Muchos productores reconocidos almacenan esporas y formulan de acuerdo a la demanda del mercado pero en las pequeñas granjas (fincas) el método más aconsejable es extraer con aceites vegetales las esporas y vender este formulado al productor agrícola o comercializar el preparado seco y empacado sin ningún otro proceso posterior listo para aplicar en solución acuosa con algún agente tensoactivo no agresivo ( tween, agral, triton, detergente botánico, etc.).

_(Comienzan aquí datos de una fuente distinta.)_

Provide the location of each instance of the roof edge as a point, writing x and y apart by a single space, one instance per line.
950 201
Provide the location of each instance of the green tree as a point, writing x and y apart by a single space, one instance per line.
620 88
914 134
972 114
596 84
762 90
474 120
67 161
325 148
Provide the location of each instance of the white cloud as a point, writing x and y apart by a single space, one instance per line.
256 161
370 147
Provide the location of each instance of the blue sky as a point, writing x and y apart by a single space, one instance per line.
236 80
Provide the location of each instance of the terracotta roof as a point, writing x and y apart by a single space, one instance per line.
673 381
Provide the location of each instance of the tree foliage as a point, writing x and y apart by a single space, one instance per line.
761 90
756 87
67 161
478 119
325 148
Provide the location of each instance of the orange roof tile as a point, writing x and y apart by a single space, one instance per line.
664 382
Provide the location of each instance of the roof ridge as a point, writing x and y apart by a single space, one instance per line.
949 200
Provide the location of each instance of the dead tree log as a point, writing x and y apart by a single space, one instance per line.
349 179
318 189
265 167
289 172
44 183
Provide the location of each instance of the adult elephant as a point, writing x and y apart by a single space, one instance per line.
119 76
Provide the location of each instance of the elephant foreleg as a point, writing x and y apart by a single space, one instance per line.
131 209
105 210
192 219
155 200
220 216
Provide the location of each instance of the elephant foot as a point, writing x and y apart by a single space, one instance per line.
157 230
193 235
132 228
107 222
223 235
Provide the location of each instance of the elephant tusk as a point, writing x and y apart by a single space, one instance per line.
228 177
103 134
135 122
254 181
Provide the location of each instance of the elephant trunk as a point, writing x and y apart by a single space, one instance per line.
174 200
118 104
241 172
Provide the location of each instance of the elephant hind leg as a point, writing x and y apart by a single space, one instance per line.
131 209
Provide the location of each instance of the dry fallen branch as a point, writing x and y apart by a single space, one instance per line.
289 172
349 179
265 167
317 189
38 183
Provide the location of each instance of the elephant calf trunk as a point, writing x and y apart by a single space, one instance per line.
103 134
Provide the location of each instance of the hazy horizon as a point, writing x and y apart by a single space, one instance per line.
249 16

4.3. Registro de bioplaguicidas microbianos

Los productos a base de microorganismos o metabolitos obtenidos para el biocontrol deben ser seguros, virulentos a las especies diana, libres de patógenos humanos y de calidad consistente y reproducible.

Los hongos usados en el biocontrol de plagas agrícolas afortunadamente pueden ser propagados masivamente sin la intervención directa de un hospedante vivo, lo que evita contaminaciones bacterianas adicionales, el mantener crías de insectos u otro hospedante sanitariamente adecuadas, laboratorio. Estos aspectos facilitan su registro.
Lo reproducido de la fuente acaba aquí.